Feature
Asynchronous circuits: better power by design
Asynchronous circuits feature lower overall power consumption and reduce noise and electromagnetic radiation by more uniformly consuming power. Adopting asynchronous-circuit design poses many challenges, but solving these challenges is a compelling reason to do it.
By Andrew Lines, Fulcrum Microsystems -- EDN, 5/1/2003
Managing the power consumption of ICs is an increasingly difficult challenge, because each new generation of portable device includes expanded features and demands longer battery lives. Very-high-speed semiconductor designs now face power consumption as a primary limiting factor as power distribution and heat removal become prohibitively difficult. Process-technology improvements and design changes are addressing this power-consumption challenge. The drive to rein in power consumption has sparked a renewed interest in asynchronous-circuit design.
Although their designers did not necessarily intend them as a "low-power" technology, asynchronous chips feature many "free" low-power capabilities and present an alternative to the difficult power-optimization techniques that synchronous designs use. Asynchronous circuits dissipate power only when they are active. Their power consumption may be comparable with that of synchronous circuits at peak activity, but it may also dramatically decrease during normal operation.
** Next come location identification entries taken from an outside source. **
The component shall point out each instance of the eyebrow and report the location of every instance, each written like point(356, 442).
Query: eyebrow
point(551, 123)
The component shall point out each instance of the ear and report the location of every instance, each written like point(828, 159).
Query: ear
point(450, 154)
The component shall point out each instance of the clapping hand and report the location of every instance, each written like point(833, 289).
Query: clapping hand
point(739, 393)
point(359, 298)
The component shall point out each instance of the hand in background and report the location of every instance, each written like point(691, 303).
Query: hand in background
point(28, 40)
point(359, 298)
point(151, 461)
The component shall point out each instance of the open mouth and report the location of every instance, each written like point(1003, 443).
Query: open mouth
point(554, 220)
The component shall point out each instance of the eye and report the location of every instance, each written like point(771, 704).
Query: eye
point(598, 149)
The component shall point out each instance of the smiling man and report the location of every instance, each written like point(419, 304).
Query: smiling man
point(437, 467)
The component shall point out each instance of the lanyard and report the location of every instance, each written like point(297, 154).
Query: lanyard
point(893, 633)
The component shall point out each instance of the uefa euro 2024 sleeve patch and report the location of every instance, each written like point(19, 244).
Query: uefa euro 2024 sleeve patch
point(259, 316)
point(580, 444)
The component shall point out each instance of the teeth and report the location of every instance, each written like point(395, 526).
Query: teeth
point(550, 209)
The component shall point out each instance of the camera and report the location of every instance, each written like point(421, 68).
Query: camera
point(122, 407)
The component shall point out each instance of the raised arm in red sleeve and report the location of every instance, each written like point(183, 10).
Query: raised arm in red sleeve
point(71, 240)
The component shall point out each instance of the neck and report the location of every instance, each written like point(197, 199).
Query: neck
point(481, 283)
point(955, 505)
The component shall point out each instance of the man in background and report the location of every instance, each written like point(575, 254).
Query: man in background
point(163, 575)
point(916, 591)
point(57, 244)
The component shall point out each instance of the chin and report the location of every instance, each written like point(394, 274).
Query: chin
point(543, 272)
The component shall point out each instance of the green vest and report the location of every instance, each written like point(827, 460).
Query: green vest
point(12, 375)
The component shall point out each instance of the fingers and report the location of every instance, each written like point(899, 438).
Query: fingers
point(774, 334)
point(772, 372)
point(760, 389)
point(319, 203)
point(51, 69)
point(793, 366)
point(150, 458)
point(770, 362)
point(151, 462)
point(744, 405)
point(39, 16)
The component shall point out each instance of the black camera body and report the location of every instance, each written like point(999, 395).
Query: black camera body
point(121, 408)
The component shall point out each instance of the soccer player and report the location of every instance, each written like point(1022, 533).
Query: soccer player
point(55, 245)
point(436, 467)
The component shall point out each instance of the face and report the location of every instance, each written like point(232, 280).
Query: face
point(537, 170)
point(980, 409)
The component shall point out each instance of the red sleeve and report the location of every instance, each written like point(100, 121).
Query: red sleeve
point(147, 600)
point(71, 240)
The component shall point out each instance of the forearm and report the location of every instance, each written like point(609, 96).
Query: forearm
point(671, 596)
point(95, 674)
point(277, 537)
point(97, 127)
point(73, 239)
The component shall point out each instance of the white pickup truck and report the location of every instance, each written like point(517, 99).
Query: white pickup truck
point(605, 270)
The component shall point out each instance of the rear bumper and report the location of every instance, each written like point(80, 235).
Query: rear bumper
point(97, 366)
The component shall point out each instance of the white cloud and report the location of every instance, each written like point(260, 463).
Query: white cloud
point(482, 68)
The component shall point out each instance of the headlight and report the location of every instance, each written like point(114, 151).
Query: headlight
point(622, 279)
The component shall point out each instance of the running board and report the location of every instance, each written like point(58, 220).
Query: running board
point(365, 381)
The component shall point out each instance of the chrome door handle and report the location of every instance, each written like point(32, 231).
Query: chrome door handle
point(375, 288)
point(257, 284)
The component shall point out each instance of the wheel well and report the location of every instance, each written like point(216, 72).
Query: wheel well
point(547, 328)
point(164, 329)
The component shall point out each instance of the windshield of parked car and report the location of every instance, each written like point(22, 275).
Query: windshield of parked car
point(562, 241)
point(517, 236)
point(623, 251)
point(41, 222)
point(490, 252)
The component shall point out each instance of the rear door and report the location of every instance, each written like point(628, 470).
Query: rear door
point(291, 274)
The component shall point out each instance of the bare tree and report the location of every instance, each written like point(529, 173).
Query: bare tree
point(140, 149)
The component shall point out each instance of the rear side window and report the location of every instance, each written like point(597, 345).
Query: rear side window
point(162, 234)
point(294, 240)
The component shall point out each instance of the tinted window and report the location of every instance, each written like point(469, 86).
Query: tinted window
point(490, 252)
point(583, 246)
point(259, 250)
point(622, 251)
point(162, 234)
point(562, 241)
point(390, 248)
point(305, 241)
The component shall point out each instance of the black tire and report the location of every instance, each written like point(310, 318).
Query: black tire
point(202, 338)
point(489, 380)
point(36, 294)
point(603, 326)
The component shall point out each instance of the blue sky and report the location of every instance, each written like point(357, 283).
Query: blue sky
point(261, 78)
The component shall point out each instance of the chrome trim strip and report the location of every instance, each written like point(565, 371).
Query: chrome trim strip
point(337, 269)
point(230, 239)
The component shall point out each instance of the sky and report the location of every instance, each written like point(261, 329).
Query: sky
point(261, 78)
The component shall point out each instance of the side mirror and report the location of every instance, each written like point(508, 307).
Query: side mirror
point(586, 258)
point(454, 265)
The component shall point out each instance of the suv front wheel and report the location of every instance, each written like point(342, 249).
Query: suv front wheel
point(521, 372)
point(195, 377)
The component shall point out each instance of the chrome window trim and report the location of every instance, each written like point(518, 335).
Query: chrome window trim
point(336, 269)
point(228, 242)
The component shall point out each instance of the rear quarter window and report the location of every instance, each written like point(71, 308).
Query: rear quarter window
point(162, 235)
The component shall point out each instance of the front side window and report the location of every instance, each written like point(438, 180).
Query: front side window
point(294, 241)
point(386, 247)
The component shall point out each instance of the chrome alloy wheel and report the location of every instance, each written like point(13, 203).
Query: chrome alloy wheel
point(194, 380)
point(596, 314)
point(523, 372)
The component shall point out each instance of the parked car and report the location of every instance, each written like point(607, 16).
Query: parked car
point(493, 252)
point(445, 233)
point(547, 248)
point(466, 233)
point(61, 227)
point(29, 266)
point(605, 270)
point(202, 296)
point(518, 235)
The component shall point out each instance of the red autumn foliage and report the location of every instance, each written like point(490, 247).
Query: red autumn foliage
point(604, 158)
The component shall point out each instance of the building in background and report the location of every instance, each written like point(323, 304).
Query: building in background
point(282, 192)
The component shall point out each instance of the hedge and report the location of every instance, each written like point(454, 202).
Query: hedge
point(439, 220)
Asynchronous circuits eliminate many of the headaches you associate with simultaneous switching noise and electromagnetic radiation. And some styles of asynchronous-circuit design make it easier to bias the physical properties of the transistors to optimize power consumption during continuous operation.
An asynchronous primerToday, most circuits are synchronous, although in the early days of digital-circuit design, designers gave little regard to the difference between asynchronous and synchronous circuits. Using a system clock simplified development as IC designs became more complex and served as the primary style for digital circuits. Although asynchronous designs became less mainstream, research continued through the years at the California Institute of Technology and other universities and research centers around the world. This research resulted in advances that enable asynchronous chips to perform competitively with synchronous ICs—especially in recent years, when higher frequencies and larger chips began demanding complex clock-generation and distribution schemes. The clocking scheme that once simplified chip design has now become one of the most difficult aspects of design.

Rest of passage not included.